Here's a word cloud I made using Wordle:
I would like to use this as an introductory tool so that students may become familiar with the necessary vocabulary. It's visually engaging and will help them organize new information.

I also made a Google Site that would be a helpful supplement to my SHS faculty page. This way, all of my students with a Gmail account can access class information more easily.

Wednesday, June 5, 2013

Tool 3: Online Video and Image Resources

I visited several of the video hosting/streaming websites that were mentioned.  YouTube  has a plethora of videos though this means there is a lot of junk to sift through before you can find the golden ticket.

As a math teacher I often recommend Khan Academy.  The math videos are usually well done and thorough, however, the videos involving subjects outside of the mathematical world are not nearly as good.  (Sometimes downright bad.)
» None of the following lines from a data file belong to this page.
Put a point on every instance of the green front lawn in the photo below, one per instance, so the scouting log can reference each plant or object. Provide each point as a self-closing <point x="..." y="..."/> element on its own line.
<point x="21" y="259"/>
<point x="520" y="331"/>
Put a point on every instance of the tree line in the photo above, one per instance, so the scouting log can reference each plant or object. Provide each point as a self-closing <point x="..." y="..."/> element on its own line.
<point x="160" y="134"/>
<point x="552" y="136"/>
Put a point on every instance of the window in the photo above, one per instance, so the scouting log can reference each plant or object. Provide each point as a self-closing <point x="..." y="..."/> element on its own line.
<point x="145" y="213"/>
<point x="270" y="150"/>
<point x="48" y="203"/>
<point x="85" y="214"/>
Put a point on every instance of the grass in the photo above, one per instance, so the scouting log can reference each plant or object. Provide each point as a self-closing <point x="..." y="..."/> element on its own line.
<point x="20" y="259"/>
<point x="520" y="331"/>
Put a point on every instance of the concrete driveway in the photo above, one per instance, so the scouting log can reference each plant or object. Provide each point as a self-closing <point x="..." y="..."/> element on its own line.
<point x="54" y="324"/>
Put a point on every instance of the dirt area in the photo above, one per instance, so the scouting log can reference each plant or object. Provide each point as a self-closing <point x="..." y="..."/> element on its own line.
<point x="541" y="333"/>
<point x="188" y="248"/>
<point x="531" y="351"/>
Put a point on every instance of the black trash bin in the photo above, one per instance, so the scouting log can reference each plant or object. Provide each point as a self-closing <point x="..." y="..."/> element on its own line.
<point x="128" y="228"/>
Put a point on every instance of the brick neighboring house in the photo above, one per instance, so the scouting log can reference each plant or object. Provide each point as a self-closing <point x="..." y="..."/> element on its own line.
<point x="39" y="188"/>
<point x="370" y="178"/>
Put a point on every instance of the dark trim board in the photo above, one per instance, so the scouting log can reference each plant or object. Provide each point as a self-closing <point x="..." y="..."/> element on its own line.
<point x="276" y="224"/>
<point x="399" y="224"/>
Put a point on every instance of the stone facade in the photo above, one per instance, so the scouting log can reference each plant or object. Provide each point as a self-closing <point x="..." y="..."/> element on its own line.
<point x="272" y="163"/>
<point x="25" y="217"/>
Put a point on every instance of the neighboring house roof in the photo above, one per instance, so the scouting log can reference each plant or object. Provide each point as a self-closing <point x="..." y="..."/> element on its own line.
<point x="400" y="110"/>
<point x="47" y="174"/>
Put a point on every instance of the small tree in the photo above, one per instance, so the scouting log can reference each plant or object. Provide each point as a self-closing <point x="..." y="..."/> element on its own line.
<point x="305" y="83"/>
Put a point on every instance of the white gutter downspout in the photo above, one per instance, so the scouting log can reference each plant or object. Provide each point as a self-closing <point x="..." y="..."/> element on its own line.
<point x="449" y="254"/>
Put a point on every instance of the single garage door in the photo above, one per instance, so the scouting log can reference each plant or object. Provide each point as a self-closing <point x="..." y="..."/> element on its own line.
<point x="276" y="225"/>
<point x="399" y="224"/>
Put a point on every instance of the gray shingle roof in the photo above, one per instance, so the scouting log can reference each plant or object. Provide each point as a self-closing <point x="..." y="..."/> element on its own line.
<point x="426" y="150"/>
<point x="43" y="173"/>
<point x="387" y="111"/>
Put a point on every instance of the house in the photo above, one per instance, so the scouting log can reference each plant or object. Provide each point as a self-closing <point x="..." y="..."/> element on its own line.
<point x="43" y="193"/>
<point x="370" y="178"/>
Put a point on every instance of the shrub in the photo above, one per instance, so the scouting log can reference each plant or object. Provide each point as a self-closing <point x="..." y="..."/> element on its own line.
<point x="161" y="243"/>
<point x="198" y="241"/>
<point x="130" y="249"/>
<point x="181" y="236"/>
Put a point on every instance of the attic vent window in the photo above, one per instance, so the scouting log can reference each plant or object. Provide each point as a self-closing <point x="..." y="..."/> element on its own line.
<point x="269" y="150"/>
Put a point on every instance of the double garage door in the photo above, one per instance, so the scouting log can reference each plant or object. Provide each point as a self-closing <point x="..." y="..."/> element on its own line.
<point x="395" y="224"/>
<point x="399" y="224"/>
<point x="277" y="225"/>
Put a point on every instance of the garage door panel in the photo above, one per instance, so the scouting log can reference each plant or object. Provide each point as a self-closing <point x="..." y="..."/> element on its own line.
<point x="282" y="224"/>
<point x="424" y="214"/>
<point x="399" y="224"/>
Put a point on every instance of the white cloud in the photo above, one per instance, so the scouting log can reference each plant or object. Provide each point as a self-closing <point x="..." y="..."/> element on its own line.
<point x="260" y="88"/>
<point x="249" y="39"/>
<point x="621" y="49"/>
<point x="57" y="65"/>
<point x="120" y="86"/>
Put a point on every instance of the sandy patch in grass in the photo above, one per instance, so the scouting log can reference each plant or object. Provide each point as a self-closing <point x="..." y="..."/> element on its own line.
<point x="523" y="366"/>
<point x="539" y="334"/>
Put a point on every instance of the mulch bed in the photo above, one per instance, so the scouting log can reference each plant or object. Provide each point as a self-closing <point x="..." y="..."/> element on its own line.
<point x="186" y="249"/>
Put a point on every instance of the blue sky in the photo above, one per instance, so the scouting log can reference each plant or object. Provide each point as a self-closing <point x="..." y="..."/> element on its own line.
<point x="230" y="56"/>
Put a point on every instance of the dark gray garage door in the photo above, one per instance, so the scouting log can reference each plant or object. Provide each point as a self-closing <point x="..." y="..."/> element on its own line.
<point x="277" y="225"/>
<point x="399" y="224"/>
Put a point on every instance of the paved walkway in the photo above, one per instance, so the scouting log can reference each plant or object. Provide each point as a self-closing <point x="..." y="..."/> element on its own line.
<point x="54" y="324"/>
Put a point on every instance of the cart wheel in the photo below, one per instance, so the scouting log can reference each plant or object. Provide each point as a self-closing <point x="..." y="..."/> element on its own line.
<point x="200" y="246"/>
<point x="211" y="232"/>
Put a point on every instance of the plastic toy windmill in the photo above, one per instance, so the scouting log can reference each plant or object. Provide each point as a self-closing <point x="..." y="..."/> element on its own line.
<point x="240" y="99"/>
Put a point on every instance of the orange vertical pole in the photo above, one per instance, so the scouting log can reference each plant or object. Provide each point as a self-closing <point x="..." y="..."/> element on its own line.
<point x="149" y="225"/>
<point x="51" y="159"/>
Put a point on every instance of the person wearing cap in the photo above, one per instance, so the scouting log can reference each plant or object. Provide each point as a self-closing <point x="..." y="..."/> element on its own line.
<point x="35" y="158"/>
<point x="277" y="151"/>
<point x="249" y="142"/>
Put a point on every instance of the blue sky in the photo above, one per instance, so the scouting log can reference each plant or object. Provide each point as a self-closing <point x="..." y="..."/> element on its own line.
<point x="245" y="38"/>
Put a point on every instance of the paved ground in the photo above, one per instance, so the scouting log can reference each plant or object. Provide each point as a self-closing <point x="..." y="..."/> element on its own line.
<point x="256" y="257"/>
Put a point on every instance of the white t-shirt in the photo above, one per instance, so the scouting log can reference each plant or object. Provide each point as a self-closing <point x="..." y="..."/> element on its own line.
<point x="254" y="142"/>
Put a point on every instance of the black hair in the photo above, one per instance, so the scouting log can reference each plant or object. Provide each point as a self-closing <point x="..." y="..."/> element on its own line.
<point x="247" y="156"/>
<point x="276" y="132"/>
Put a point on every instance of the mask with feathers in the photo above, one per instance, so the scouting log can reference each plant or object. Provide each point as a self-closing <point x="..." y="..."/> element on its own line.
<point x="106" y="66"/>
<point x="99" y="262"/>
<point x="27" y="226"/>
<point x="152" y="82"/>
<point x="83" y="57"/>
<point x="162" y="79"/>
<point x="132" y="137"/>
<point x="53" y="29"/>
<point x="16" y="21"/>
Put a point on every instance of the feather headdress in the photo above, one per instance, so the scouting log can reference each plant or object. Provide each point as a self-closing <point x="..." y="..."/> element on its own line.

Copyright and Fair Use.  I must admit nothing was new to me.  I will add, however, that I plan on only using music that was created before 1923.  Public Domain!

Dropbox.  I am not signing up for Dropbox until I am able to better understand what Dropbox plans to do with the data I drop into their laps.  (Isn't it slightly disconcerting that SBISD seems so willing to say: sign up for this, sign up for that, create an account here and there?)

Two videos that might be useful resources in my classroom:

1. Sometimes my students like to doodle when they are bored.  This video gives them some doodling ideas that allows them to take a mathematical journey, too.

2. And to keep the students on their toes and thinking, there's always Schrodinger's Cat.

Tool 2: Building Community Online

I visited at least 5 blogs.

The (at least) 5 that I visited were:

1. dy/dan (Math math.)
2. Always Learning. (though it appears as if she hasn't posted anything new since 2012. Has she stopped learning?)
3. The History Teacher's Attic. (I'm always looking to sneak other disciplines into my math lessons.)
4. Vi Hart (Math to keep you up at night.  Beautiful.)
5. Ms. A's Blog. (Because seriously: walking across the hall to talk to her in person is sometimes too much work.)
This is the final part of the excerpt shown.